По позвоночнику ее побежали жаркие искорки.
— Не понимаю, о чем ты говоришь. — Собственный голос показался ей жалким и неубедительным.
Он улыбнулся еще шире. Искорки сделались жарче и спустили ниже.
— Губы твои говорят «нет», но глаза…
— А глаза говорят: «Кончай пороть чушь!» — отрезала Эди. — С чего ты взял, что я ревную тебя к каким-то миллионершам?
— Попробую угадать. Может быть… я тебе небезразличен?
Вопрос этот, как легко понять, ответа не требовал — Эди повернулась к Лукасу спиной и, потягивая шампанское, устремила взгляд на ближайшую картину. Вспышки пурпура и серые тени на бархатно-синем фоне… Здорово. По-настоящему здорово. Интересно, сколько стоит?
Всего каких-то двадцать две сотни долларов. Для миллионерши — сущий пустяк.
— Тебе действительно нравится? — прозвучал над ухом голос Лукаса.
Она кивнула, не отрывая глаз от картины:
— Да, очень. Смотри: как будто фиалки под летним дождем!
Когда она наконец повернулась к Лукасу, он представлял собой довольно забавное зрелище: склонив голову и едва не высунув язык от усердия, он всматривался в картину. Несколько секунд спустя, выпрямившись, покачал головой:
— Нет, не понимаю. Не вижу. По-моему, напоминает боксера с расквашенной физиономией.
Эди презрительно фыркнула и снова повернулась к картине.
— Ничего удивительного. Мужчины всегда видят насилие там, где могли бы найти красоту.
Лукас снова склонил голову набок, но на этот раз разглядывал не картину, а саму Эди.

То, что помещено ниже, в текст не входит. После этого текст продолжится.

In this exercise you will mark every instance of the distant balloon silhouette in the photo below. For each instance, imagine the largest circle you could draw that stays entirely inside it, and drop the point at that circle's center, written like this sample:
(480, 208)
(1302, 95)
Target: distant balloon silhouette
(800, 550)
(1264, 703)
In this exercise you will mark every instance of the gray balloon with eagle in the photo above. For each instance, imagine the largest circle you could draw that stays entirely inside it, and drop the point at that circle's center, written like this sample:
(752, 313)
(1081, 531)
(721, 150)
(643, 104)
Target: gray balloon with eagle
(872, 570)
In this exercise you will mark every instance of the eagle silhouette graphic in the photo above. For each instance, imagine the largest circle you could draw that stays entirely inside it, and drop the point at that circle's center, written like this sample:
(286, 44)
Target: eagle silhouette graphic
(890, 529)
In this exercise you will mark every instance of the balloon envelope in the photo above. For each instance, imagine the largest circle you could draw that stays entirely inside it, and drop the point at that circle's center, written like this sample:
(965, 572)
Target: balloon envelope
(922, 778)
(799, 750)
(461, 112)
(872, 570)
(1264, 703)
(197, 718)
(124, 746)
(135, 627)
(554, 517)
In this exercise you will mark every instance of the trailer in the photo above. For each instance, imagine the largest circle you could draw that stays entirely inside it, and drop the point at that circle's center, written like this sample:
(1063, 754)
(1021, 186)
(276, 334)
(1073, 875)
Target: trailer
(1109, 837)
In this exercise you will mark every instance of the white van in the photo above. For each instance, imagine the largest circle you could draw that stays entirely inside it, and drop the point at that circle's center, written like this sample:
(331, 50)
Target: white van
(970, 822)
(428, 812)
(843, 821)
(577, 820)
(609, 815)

Задумчиво прищурился, прикусил губу. И вдруг… Эди едва не задохнулась от острого желания узнать, каковы его губы на вкус. «Что за глупость? — думала она, потрясенная и испуганная. — Зачем мне это? И как это возможно, если, стоит ему ко мне прикоснуться, я с криком брошусь наутек?»
— Почему ты думаешь, что мужчина везде видит насилие? — поинтересовался он. Она пожала плечами.

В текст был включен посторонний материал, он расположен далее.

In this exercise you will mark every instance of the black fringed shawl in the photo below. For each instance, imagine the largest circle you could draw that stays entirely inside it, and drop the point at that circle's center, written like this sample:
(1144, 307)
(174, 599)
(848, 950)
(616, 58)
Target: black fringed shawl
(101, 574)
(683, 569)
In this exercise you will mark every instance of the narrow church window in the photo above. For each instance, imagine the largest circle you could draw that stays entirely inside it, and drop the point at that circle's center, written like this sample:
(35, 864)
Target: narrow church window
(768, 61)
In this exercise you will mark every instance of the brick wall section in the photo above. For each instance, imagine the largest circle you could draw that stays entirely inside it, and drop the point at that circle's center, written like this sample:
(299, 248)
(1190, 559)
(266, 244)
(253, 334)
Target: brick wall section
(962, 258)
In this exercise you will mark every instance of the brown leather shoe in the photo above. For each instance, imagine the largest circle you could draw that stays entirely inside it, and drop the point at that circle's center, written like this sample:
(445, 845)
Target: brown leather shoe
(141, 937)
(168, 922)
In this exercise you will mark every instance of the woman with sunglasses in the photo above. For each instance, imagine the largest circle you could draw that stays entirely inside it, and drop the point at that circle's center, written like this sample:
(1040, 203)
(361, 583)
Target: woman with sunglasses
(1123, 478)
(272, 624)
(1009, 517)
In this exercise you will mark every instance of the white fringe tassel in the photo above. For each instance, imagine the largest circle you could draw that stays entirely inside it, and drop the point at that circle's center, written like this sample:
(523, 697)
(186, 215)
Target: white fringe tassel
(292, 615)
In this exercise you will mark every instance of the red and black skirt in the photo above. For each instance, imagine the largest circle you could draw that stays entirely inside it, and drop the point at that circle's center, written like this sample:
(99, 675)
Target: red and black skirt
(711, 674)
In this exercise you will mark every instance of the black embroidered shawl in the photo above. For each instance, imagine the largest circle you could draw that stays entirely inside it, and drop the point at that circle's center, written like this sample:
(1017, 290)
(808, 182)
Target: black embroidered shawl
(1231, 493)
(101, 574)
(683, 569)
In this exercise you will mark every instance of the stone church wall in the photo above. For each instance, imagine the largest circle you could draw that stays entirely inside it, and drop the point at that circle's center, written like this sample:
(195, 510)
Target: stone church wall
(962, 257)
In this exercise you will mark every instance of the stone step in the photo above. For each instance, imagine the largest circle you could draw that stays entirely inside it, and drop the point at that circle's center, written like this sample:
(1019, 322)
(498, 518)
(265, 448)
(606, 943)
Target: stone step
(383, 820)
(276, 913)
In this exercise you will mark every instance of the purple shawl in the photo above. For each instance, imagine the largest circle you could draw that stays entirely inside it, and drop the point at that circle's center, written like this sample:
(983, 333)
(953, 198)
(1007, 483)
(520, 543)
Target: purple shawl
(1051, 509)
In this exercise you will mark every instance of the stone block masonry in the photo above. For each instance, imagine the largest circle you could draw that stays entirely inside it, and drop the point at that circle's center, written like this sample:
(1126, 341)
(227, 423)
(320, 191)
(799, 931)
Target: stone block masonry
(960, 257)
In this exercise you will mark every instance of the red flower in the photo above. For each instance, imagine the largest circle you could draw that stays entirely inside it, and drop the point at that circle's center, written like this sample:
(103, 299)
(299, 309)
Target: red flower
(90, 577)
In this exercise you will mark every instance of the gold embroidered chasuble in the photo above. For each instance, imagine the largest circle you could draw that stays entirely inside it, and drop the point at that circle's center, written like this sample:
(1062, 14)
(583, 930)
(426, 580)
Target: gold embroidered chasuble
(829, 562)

— Потому что мужчины жестоки.
— Не все.
— Все до единого.
— Да ты мужененавистница! — изумленно воскликнул Лукас.
— Нет, просто реалистка.
— Ты думаешь, я жесток? — спросил он напрямик.
Этот вполне естественный вопрос застал Эди врасплох. Ибо, как ни странно, ей больше всего хотелось ответить «нет». Она чувствовала: несмотря на язвительность Лукаса, на его цинизм и неотступную внутреннюю горечь, настоящей жестокости в нем нет. Однако он — настоящий мужчина. Мужчина в высшей степени. Значит, должен быть жесток по натуре — разве не так?

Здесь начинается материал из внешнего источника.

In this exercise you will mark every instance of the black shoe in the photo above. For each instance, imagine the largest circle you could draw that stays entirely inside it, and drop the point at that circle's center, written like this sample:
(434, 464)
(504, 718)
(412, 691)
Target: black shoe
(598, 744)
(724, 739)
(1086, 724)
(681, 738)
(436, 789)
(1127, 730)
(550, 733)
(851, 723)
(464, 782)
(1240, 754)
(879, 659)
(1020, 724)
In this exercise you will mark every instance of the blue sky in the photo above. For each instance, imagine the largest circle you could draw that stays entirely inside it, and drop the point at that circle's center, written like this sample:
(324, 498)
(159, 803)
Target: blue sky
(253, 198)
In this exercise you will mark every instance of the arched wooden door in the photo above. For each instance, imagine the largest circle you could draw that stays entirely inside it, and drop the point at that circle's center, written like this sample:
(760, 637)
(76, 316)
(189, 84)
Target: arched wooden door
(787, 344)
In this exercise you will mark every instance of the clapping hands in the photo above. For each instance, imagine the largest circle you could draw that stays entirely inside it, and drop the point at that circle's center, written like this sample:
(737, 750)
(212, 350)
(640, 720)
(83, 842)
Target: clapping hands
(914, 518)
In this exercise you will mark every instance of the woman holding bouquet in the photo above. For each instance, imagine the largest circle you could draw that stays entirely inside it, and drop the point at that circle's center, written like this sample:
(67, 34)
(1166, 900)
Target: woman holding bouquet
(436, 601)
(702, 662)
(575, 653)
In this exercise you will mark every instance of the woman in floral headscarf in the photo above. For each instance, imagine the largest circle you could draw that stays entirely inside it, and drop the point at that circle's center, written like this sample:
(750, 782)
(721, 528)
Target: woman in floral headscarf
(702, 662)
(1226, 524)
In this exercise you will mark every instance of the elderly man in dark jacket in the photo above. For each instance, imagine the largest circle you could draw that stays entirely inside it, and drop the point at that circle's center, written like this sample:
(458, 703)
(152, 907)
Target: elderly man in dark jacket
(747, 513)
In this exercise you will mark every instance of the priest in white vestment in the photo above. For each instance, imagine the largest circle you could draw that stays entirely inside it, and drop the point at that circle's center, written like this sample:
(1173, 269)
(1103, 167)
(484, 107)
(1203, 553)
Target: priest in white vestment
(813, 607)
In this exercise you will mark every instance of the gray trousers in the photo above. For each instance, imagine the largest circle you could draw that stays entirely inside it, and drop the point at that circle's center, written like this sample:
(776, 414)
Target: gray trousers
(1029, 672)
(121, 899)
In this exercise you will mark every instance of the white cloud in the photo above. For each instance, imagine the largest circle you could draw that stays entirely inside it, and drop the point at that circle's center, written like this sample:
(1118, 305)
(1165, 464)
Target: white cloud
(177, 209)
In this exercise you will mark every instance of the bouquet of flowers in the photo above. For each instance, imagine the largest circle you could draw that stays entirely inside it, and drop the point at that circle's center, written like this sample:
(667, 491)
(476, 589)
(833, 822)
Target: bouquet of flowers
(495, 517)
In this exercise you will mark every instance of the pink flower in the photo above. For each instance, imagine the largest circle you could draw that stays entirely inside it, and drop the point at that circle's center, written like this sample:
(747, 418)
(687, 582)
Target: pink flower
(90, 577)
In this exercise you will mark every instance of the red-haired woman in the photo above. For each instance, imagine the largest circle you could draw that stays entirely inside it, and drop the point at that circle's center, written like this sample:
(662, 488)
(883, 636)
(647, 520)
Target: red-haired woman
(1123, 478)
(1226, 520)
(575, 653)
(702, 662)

— Да, — не вполне искренне ответила она. — Думаю, что ты способен на жестокость.
— Я не об этом спрашиваю.
— Разве?
Он покачал головой.
— Каждый из нас в принципе способен на что угодно. Речь не об этом. Скажи, сейчас я жесток?
— В данный момент — нет, — поколебавшись, пробормотала она.
— Ты когда-нибудь видела меня жестоким?